Tale of two small countries. Obvious reason for vast economic disparity between Cayman and Belize

Richard Rahn.



Cayman is rich, and Belize is poor. Why? Both are small Caribbean countries with the same climate and roughly the same mixed racial heritage, and both were English-speaking British colonies. Belize (the former British Honduras) received its independence in 1981, while Cayman is still not fully independent but is self-governing at the local level, with its own currency, laws and regulations.
Belize should be richer: It has a larger population than Cayman (345,000 as contrasted with Cayman’s 54,000). Belize has a much larger and more varied land area with many more natural resources, including gas and oil, and some rich agricultural land that Cayman lacks. Both have nice beaches, but Belizehas the second-largest barrier reef in the world after Australia and also has Mayan ruins. Yet Cayman, with fewer points of interests, has done more to attract tourists.
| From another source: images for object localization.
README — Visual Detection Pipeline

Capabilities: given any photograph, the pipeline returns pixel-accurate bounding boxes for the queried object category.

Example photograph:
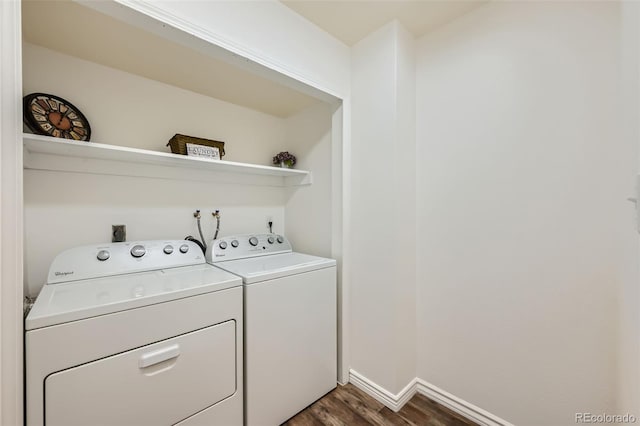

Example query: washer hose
[185,236,206,254]
[184,210,207,254]
[194,210,207,252]
[212,210,221,240]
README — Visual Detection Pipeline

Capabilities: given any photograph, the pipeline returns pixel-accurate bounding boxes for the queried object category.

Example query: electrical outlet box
[112,225,126,242]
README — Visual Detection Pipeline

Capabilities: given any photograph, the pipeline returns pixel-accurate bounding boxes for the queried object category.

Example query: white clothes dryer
[206,234,337,426]
[25,240,243,426]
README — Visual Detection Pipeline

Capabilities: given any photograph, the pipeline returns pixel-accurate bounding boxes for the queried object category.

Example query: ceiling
[22,0,487,118]
[22,0,319,118]
[281,0,487,46]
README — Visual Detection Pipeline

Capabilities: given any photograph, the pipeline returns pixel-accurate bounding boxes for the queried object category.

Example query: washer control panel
[206,234,292,262]
[47,240,204,284]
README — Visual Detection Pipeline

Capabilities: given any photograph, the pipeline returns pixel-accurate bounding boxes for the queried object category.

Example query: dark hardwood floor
[283,384,478,426]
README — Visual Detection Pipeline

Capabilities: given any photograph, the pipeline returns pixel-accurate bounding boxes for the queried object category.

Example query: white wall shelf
[23,134,312,187]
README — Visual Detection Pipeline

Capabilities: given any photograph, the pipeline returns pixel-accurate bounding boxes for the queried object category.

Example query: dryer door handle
[139,344,180,368]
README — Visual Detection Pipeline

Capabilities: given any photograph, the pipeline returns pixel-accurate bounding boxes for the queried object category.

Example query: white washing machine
[206,234,337,426]
[25,240,244,426]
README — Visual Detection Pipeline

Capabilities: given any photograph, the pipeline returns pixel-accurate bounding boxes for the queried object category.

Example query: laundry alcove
[20,0,343,311]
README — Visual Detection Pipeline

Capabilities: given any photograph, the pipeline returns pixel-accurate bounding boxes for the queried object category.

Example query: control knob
[130,245,146,258]
[219,241,228,250]
[163,245,174,254]
[231,240,239,248]
[267,236,275,244]
[277,235,284,244]
[249,236,259,246]
[179,244,189,254]
[97,250,110,261]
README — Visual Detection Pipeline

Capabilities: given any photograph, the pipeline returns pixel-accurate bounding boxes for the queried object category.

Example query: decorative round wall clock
[23,93,91,141]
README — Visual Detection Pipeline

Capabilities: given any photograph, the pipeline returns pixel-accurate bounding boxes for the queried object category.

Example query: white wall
[23,43,289,296]
[284,102,333,258]
[350,21,416,394]
[23,43,287,165]
[135,0,351,98]
[393,24,417,391]
[416,2,630,424]
[0,1,23,424]
[619,1,640,419]
[24,170,286,297]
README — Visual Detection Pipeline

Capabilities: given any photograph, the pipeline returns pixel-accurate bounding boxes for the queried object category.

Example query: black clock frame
[23,93,91,141]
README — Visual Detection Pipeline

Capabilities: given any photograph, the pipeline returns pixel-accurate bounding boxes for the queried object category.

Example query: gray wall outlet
[112,225,126,242]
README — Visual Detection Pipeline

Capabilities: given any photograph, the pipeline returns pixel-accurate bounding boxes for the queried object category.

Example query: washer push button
[96,250,110,261]
[130,245,146,258]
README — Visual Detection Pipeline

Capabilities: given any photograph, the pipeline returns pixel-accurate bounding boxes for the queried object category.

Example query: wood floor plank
[331,385,391,425]
[424,416,448,426]
[410,394,475,425]
[306,397,348,426]
[316,391,372,425]
[284,408,325,426]
[284,384,480,426]
[339,384,385,412]
[379,407,415,426]
[396,400,436,425]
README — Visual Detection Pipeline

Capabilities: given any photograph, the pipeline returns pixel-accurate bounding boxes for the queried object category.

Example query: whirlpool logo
[54,271,74,277]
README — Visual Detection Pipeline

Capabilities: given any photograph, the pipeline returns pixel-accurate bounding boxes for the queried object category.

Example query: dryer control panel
[206,234,292,263]
[47,240,204,284]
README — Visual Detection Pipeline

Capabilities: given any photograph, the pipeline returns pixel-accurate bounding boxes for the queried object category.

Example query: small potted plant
[273,151,296,168]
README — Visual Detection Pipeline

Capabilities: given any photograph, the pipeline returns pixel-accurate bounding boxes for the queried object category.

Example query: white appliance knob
[277,236,284,243]
[97,250,110,261]
[163,245,174,254]
[130,245,146,258]
[267,236,275,244]
[179,244,189,254]
[219,241,228,249]
[231,240,239,248]
[249,236,259,246]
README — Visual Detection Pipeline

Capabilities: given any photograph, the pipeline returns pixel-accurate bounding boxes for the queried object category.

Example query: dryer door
[44,320,236,426]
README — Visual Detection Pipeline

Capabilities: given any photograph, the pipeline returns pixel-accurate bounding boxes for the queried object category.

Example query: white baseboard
[416,379,514,426]
[349,369,417,412]
[348,370,513,425]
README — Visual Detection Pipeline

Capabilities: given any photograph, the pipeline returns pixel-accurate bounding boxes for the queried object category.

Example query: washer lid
[25,264,241,330]
[214,252,336,284]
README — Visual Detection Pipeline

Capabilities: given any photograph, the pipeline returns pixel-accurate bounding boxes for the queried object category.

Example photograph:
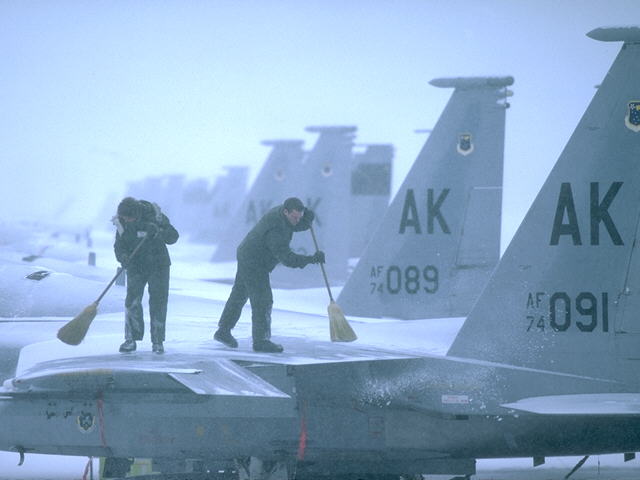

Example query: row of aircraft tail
[0,67,505,319]
[211,126,394,288]
[206,76,507,303]
[1,25,640,480]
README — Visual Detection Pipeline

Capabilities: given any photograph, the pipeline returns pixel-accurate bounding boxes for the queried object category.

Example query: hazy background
[2,0,639,246]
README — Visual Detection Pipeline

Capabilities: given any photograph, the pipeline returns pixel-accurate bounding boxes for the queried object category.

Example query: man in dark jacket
[214,197,325,353]
[114,197,179,354]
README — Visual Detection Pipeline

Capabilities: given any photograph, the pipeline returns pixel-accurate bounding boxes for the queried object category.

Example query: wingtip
[305,125,358,134]
[429,76,514,89]
[261,139,305,147]
[587,26,640,42]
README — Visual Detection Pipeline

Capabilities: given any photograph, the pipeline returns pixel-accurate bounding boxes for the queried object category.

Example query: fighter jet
[191,166,250,244]
[349,144,394,258]
[211,139,306,263]
[0,259,124,318]
[1,26,640,480]
[270,126,355,288]
[338,75,511,319]
[212,127,356,289]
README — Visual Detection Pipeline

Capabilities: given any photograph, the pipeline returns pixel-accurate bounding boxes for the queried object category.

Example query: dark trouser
[124,265,170,344]
[218,263,273,344]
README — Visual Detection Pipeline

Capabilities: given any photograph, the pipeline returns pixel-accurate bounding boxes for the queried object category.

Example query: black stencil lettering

Back in the early 1970s, Cayman was as poor on a per capita basis as isBelize today. Both countries had ambitions to be tourist and financial centers. Cayman succeeded and has about six times the real per capita income of Belize. What did Cayman do right and Belize do wrong?
Perhaps most important is that Cayman had and maintained a competent and honest judicial system, which gave foreign investors confidence that their property would be protected. Cayman also has a very low crime rate. Tourists and other visitors walk around freely day or night in Cayman without fear. Unfortunately, the same cannot be said for many parts of Belize, where crime is often a problem. In addition, many judges in Belize are poorly trained, incompetent and, in some cases, corrupt. These issues cause foreign investors to consider higher-risk factors for projects in Belize as contrasted with Cayman.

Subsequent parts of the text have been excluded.